Note that the glass in optical fiber is not homogeneous. The composition varies radially, with higher dopant cocentration (and thus higher index of refraction) near the centerline of the fiber, and lower index away from the centerline. The variation might be step-like (a uniform core surrounded by a uniform lower-index cladding) as in most single-mode fibers; or it might be continuous (ideally, a parabolic shape) as in high-performance multi-mode fibers.

Also, index of refraction is a macroscopic property. It's the effect of many many atoms interacting with the light beam travelling through the material. If you look at the glass on a scale where individual atoms are relevant, you'd no longer see the glass as having a uniform effect on the light's propagation velocity. (This is similar to how a current in a river is the macroscopic view of vast numbers of water molecules travelling in mostly random directions which only happen be slightly biased toward travel in the direction of current flow).

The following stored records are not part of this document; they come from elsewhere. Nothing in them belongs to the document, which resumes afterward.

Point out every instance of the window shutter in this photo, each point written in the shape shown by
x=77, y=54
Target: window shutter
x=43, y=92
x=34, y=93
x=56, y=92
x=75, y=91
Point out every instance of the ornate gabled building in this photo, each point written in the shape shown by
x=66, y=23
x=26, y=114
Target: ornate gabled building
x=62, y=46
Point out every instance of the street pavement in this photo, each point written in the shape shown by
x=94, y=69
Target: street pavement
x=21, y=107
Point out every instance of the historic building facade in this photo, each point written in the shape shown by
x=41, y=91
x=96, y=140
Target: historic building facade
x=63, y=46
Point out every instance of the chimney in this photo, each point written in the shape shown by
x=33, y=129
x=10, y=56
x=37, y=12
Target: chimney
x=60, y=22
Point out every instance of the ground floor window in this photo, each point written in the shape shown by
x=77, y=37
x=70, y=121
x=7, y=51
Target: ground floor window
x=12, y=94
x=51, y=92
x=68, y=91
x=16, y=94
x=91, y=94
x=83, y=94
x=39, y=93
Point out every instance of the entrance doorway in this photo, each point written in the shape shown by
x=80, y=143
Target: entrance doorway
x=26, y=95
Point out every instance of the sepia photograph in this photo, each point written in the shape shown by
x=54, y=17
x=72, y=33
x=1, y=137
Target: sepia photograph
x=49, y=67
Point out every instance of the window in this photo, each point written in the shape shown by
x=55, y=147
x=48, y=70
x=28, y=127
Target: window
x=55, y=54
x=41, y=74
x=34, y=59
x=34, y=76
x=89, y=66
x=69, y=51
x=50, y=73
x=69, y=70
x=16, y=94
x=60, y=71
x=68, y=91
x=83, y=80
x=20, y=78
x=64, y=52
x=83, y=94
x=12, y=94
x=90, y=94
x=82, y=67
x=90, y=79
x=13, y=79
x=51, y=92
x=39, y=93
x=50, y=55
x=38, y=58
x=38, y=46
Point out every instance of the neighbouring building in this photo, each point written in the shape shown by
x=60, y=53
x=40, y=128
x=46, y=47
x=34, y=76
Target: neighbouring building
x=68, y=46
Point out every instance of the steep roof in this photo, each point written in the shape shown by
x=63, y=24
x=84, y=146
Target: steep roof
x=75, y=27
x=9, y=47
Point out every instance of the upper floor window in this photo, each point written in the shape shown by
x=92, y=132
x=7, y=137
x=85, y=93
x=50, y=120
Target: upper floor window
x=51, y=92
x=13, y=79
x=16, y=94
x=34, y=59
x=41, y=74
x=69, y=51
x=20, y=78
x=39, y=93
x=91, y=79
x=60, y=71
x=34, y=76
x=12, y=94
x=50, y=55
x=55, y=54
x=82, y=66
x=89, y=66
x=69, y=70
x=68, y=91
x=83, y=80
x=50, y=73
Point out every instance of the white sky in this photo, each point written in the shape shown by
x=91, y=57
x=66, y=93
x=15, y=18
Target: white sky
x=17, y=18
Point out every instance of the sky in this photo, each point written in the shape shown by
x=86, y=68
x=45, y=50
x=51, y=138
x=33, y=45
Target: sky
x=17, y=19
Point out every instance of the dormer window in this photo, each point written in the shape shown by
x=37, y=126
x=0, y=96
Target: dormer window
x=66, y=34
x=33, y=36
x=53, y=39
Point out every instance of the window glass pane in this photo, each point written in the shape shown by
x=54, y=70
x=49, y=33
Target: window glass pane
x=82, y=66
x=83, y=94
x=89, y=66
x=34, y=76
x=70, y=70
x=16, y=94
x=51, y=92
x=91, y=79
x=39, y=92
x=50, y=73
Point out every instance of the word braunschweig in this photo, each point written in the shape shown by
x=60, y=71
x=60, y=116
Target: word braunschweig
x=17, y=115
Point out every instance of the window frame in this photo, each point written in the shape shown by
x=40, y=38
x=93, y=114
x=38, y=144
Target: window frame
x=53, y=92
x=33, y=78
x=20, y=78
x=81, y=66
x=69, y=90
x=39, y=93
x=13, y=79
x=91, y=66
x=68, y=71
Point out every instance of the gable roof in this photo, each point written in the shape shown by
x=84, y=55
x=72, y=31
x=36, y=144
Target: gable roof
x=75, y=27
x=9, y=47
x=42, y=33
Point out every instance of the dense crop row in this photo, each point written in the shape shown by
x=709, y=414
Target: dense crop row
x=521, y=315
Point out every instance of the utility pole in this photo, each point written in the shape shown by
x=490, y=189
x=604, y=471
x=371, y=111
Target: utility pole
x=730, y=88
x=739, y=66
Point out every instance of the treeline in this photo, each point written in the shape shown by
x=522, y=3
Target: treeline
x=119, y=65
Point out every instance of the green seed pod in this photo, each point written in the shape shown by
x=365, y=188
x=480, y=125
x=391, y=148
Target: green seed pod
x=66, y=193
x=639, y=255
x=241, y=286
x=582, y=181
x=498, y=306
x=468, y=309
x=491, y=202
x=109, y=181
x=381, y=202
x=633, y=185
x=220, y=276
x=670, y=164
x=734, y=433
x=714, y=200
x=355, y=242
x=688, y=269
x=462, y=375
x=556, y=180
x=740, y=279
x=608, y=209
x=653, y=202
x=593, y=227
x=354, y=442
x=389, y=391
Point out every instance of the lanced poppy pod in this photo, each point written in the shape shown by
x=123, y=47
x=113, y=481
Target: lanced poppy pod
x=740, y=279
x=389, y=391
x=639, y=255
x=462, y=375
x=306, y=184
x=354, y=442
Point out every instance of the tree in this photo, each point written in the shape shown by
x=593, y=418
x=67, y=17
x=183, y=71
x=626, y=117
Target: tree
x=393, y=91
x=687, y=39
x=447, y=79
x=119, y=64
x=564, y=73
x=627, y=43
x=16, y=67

One thing that might have confused you is that optical path length does depend on the index of refraction of the material the light is travelling through. Optical path length is the length of vacuum a light beam would have had to travel through to have the same phase advancement as it had travelling through some material. So if a beam travels through 1 cm of glass with index 1.5, then the optical path length is 1.5 cm. If it travels through 1 cm of glass with index 1.6, then the optical path length is 1.6 cm. This is because the optical path length depends on the index, not because the index depends on the dimensions of the piece of glass.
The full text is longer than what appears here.